Search engine design looks to tackle this problem with varied highly guarded secret algorithms that attempt to weight the ‘aboutness’ of a document and rank its relevance within the search results. Ultimately, as Weedman (2018, P. 184) states “It is much more difficult than it seems like it should be to turn a complex desire for something that a user may not be able to completely define into a query that will come close to retrieving all and only the relevant documents.” In the end, one relies on the skill of the searcher to discover the exact right amount of specificity and combination of synonyms to produce relevant results.
One final aspect of good information retrieval system design is usability. Information retrieval system are usually accessed through a website user interface. The degree to which this interface is intuitive and clear to the user effects the search results. Website usability is a whole field onto itself but it basically speaks to the clarity of a website’s design. Are labels clear and concise? Is a user able to quickly identify where on the page the information they are seeking is located? Are fonts readable? Even the choice of button color effects usability.
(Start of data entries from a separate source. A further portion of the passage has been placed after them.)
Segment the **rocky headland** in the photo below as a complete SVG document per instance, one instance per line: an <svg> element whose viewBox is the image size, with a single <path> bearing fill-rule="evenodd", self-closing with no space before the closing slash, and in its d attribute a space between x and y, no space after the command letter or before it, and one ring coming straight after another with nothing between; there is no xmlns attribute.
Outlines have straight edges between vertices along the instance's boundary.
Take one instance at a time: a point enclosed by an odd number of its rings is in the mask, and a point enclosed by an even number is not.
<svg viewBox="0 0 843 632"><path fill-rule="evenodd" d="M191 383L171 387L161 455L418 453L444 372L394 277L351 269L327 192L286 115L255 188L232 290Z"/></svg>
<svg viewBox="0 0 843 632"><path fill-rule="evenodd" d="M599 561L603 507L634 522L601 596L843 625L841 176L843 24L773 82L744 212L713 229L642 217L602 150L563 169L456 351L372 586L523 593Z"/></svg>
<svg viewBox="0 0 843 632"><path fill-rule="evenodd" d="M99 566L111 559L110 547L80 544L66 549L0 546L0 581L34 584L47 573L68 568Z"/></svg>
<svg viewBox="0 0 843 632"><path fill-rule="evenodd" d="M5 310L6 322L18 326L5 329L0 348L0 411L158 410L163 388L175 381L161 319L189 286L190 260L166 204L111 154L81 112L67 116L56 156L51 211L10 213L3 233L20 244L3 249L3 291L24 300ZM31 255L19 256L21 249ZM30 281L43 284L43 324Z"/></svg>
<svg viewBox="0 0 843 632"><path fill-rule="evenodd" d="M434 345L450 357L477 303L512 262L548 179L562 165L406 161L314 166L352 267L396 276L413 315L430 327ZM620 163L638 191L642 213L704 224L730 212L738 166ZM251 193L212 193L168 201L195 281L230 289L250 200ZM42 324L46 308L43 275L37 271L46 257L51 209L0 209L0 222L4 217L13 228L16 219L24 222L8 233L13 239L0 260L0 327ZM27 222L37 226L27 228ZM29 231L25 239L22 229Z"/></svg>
Good information retrieval system design starts with understanding the user and how the documents being stored will be used. One can retrieve more relevant results during search by paying attention to which fields are searched by default, noticing if a controlled vocabulary is used, and using multiple synonyms during search. Finally, searching for the relevant information for a user’s request relies on the ability of the searcher to translate an information request into the correct words that will retrieve relevant results.
Competency development
Although I have used databases throughout my life, my theoretical understanding comes mainly through the SJSU INFO 202 Database Retrieval System Design. The group project where we designed a database for a small collection of games was very helpful in demonstrating the possible pitfalls a designer encounters. Our collection included only a handful of items but we still encountered errors in attribute selection and missed an opportunity to increase user find-ability by using a controlled vocabulary. (As a small side note, this project also exposed the value of a diverse work group. One of our game types I contributed was “collaborative game” which my non-parent group members had never heard of. A diverse team creates a more complete product.)
I have expanded my practical knowledge of searching during INFO 200 Information Communities by using the SJSU databases. My information community was the Women’s March of 2017 and I was challenged to find search terms to bring back relevant research related to their information seeking behaviors.
In my professional experience I am now more aware of the limits of online library catalogs especially when it comes to young inexperienced searchers like the students I serve. For my elementary school catalog I have worked hard to clean up the data, which was often input by volunteers, to improve find-ability for books in our collection.
Evidence Description
INFO 202 – Group 5 Testing Observations
To demonstrate my ability to evaluate an information retrieval system, I chose this paper explaining my observations when testing another group’s database. In this group project although I contributed some insights to all the evaluation questions I was solely responsible for the discussion around the rules evaluation.
INFO 202 – Database Design Project Reflections
To demonstrate my ability to understand the intricacies of information retrieval system design and controlled vocabulary design I chose my database design reflection paper. In this paper I detail the complexities I encountered while designing a system for this small collection of board games.
INFO 202 – Orange County Visitors Association Website Usability Project
This extensive website usability project discusses the usability of the Orange County Visitors Association. It includes recommendations for improvement on the menu design and also usabilty testing.
INFO 202 – Discussion Access Points
To demonstrate my understanding of how access points affect searching I submit this discussion of access point review of four different databases. In this discussion I look at a library catalog, public library database, academic library database, and finally a retail website.
Concluding Remarks
Information retrieval system design can seem simple on the surface but involves a deep knowledge of the user’s intentions for the documents being stored, a well thought out vocabulary design, and attention to usability on the web interface. A skilled searcher knows that a well thought out query relies on knowledge of the database design and repeated refinement of the keyword search to retrieve the relevant results.
References
Weedman, J. (2018). Information retrieval: Designing, querying, and evaluating information systems. In K. Haycock & M.-J. Romaniuk (Eds.), The portable MLIS: insights from the experts (Second edition, pp. 171-198). Libraries Unlimited, an imprint of ABC-CLIO, LLC.
Last Updated September 11, 2021 10:12 am